Conil de la Frontera is een betere optie dan Chiclana. Het is een wit vissersdorp met fraaie smalle straatjes, enkele historische monumenten en een authentieke sfeer. Het dorp is nog niet onder de voet gelopen door de toeristen. En het grote pluspunt is de ligging direct aan een fantastisch breed en liefst 14 km lang zandstrand. Alleen in het weekend is het druk door de dagtoeristen uit de regio.
Nog rustiger is het verder in zuidelijke richting bij Caños de Meca: een mooi strand onder aan de Cabo de Trafalgar. Bij de Cabo de Trafalgar, die zijn naam aan het beroemde plein in Londen gaf, vond in 1805 de zeeslag plaats tussen Napoleon en de Britse admiraal Lord Nelson. Aan dat drama herinnert hier absoluut niets, in de Spaanse geschiedenis speelde deze gebeurtenis geen rol van betekenis. Je vindt hier niet eens een dorp, alleen enkele vakantiehuisjes van Spanjaarden in de middle of nowhere. Caños de Meca is overigens in trek bij fanatieke windsurfers, dat zegt voldoende over de wind en branding aan deze kuststrook.
De prachtige kust gaat verder. Tussen Caños de Meca en het dorp Barbate ligt het beschermde natuurgebied Pinal de Barbate: een brede duinenrij vol pijnbomen. De kustweg slingert er dwars doorheen. Langs de weg is een beperkt aantal parkeerplaatsen aangelegd, voor wie dit gebied een stukje te voet wil bekijken of een picknick wil houden op de bankjes en tafels in de schaduw, zoals veel Spanjaarden doen in het weekend.
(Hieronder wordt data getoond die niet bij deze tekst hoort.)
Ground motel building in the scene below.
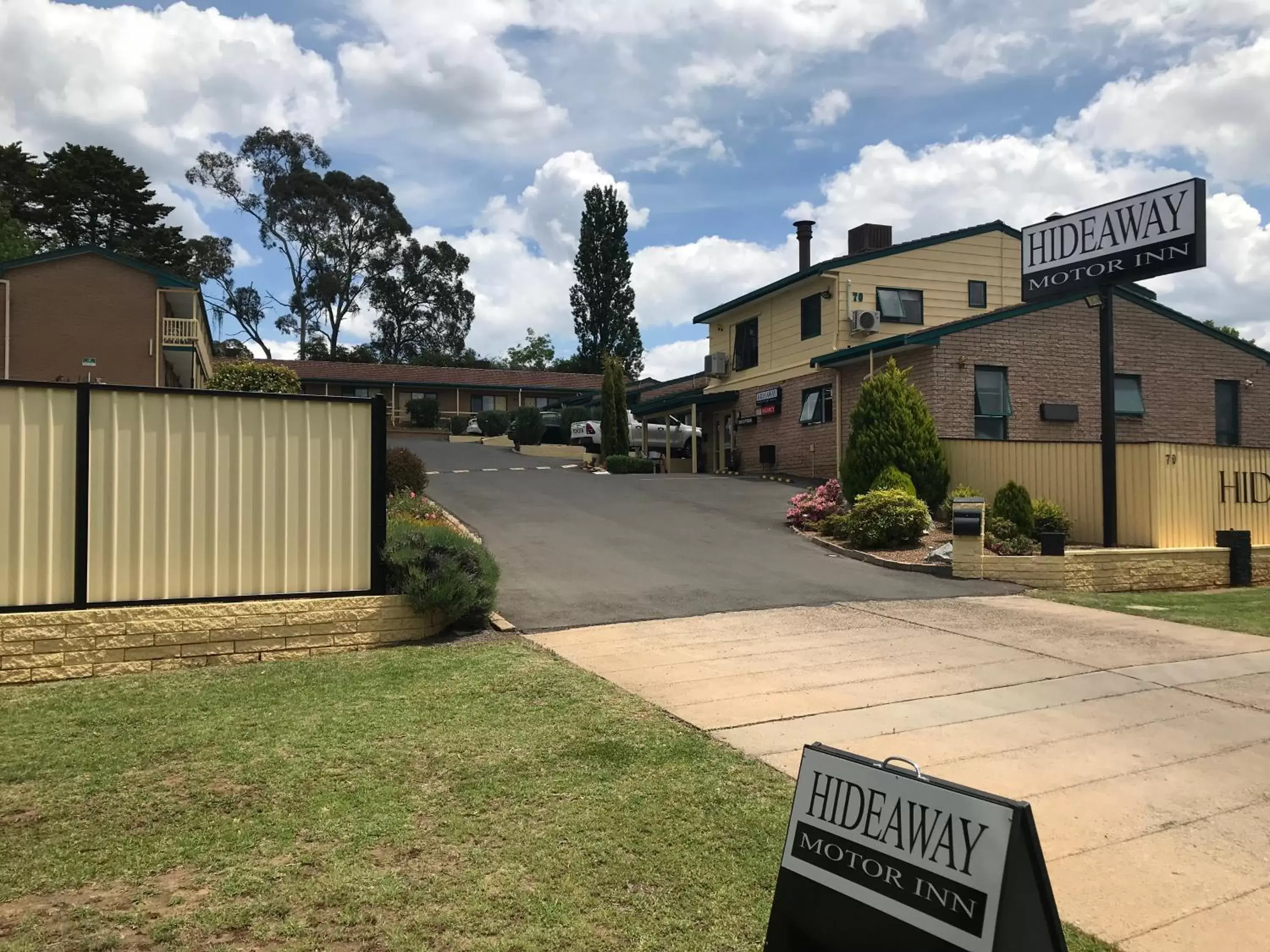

Barbate is een van de weinige kustplaatsen die nog niet voor het toerisme lijken te zwichten. Dat is alleen al te merken aan de geur van vis die er hangt en de grote vissersvloot in de haven. Barbate leeft van de visserij, in het bijzonder van de vangst van tonijn en merluza (zeesnoek), en van de visverwerkende industrie. Scholen tonijn trekken in het voorjaar langs de kust en worden gevangen in enorme netten. Mooi kun je deze vissersplaats niet noemen, wel interessant.